Unfair Cybersecurity Practices

In 2008 and 2009, hackers successfully accessed Wyndham’s computer systems and stole personal and financial information for over 619,000 consumers in three different attacks that led to over $10.6 million in fraudulent charges.

In its opinion, the Third Circuit first rejected Wyndham’s argument that the plain meaning of the word “unfair” imposes independent requirements that are not met. Instead, it held that Wyndham’s alleged conduct does not fall outside the plain meaning of the word unfair.

Notably, the Third Circuit found that “facts relevant to unfairness and deception claims frequently overlap” and that Wyndham’s privacy policy was directly relevant to whether Wyndham’s conduct was unfair at this state of the litigation.

It also dismissed Wyndham’s argument that it cannot treat its customers in an unfair manner when its own business was victimized by criminals because the FTC Act expressly contemplates the possibility that conduct can be unfair before an actual injury occurs.
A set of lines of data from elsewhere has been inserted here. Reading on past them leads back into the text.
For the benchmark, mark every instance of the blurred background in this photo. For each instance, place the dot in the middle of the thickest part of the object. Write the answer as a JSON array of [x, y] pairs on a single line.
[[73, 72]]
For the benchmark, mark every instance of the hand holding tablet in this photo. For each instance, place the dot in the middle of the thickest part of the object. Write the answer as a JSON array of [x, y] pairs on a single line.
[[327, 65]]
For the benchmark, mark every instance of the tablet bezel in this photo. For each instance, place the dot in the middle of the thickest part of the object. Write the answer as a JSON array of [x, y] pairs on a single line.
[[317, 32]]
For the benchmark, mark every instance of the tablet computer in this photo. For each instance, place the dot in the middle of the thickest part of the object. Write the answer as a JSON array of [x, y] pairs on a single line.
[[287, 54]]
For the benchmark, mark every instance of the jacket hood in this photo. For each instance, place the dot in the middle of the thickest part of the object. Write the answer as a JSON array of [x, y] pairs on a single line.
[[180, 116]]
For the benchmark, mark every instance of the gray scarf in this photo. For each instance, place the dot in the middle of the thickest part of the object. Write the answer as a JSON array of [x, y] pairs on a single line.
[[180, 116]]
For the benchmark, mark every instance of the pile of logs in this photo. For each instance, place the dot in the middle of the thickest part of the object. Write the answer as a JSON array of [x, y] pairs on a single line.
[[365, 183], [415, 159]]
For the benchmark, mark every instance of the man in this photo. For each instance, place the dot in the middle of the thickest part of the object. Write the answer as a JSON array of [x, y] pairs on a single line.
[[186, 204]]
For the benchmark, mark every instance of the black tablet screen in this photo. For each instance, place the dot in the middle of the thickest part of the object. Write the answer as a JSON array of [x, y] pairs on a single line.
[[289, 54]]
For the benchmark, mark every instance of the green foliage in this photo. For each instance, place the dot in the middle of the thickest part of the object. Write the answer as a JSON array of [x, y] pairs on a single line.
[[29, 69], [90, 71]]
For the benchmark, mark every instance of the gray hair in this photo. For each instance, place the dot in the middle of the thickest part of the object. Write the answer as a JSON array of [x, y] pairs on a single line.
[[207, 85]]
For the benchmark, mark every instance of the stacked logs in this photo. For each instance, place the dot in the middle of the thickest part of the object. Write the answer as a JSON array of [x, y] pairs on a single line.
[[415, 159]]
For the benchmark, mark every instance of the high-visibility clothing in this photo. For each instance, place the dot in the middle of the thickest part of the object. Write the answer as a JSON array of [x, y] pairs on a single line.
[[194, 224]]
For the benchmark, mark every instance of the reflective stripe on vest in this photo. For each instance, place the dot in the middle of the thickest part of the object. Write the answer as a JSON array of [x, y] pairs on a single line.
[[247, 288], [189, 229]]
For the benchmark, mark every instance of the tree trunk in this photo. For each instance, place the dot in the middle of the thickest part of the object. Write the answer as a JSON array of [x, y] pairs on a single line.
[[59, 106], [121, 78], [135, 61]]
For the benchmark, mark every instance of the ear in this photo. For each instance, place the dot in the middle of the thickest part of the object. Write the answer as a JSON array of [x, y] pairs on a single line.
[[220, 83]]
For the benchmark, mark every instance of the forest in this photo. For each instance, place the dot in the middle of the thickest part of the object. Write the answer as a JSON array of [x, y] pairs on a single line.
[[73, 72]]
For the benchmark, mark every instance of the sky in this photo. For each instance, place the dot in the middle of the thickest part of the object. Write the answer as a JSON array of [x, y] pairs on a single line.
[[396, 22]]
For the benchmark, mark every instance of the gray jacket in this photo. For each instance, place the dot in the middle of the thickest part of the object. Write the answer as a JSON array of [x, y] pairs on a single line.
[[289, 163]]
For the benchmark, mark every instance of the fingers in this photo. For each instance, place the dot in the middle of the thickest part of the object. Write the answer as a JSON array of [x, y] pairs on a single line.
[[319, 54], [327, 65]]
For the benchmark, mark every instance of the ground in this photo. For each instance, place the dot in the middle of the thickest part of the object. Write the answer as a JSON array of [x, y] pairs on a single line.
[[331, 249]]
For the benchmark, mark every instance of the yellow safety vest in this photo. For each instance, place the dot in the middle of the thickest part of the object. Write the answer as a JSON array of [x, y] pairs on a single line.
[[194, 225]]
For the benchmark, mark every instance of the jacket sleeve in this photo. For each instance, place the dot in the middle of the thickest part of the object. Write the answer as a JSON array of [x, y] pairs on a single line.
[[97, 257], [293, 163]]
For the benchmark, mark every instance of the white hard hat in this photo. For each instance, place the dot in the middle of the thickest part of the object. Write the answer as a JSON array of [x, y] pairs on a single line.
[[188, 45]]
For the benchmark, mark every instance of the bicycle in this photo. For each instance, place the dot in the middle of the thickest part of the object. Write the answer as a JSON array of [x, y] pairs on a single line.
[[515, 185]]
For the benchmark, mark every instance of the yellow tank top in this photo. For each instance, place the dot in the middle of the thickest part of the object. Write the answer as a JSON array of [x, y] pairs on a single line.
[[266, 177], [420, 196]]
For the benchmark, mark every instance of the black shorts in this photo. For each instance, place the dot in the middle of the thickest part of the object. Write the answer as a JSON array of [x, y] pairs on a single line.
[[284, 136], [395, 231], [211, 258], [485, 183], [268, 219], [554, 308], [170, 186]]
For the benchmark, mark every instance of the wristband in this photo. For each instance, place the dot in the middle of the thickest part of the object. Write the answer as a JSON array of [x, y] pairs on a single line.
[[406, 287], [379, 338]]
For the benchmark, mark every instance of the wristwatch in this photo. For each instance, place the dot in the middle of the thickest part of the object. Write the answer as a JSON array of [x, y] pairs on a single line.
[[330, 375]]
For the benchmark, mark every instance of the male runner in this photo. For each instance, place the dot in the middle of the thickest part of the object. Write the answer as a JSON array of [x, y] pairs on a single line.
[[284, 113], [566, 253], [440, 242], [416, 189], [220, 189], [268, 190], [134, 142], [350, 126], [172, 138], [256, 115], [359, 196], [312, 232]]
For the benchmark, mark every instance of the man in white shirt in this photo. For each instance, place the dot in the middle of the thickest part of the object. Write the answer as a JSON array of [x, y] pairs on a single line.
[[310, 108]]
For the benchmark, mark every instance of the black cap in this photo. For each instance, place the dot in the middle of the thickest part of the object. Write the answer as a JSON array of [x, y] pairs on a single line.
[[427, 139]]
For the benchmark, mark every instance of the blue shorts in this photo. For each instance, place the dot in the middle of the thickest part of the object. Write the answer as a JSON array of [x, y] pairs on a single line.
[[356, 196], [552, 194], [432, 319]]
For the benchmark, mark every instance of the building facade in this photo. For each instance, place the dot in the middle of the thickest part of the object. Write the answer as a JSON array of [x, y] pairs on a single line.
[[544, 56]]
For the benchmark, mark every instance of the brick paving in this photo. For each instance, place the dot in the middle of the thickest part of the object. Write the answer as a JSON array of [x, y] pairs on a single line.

As such, the Third Circuit held that Wyndham’s alleged conduct fell within the unfair prong of the FTC Act.

Fair Notice

The Third Circuit also rejected Wyndham’s argument that it was entitled to know with ascertainable certainty the FTC’s interpretation of what cybersecurity practices are required by the FTC Act. The Third Circuit held that by Wyndham’s own admission, this case involved the ordinary judicial interpretation of a civil statue and therefore, a low level of statutory notice was required. Moreover, the FTC act is not so vague as to have no rule or standard by which Wyndham could comply.

Instead, the Third Circuit held that the key question is whether Wyndham had fair notice of the statute itself. That standard is satisfied if the company can reasonably foresee that the court can construe its conduct as falling within the meaning of the statute. While it may have been unfair to expect private parties back in 2008 to have examined FTC complaints or consent decrees, in this case, Wyndham did not argue that it wasn’t aware of the published FTC complaints or consent decrees. Instead, it only argued that it didn’t have specific notice of what the law requires.

This decision reflects the importance of working with sophisticated counsel with experience in privacy and security to develop robust cybersecurity practices and policies that are tailored to meet the needs of each business.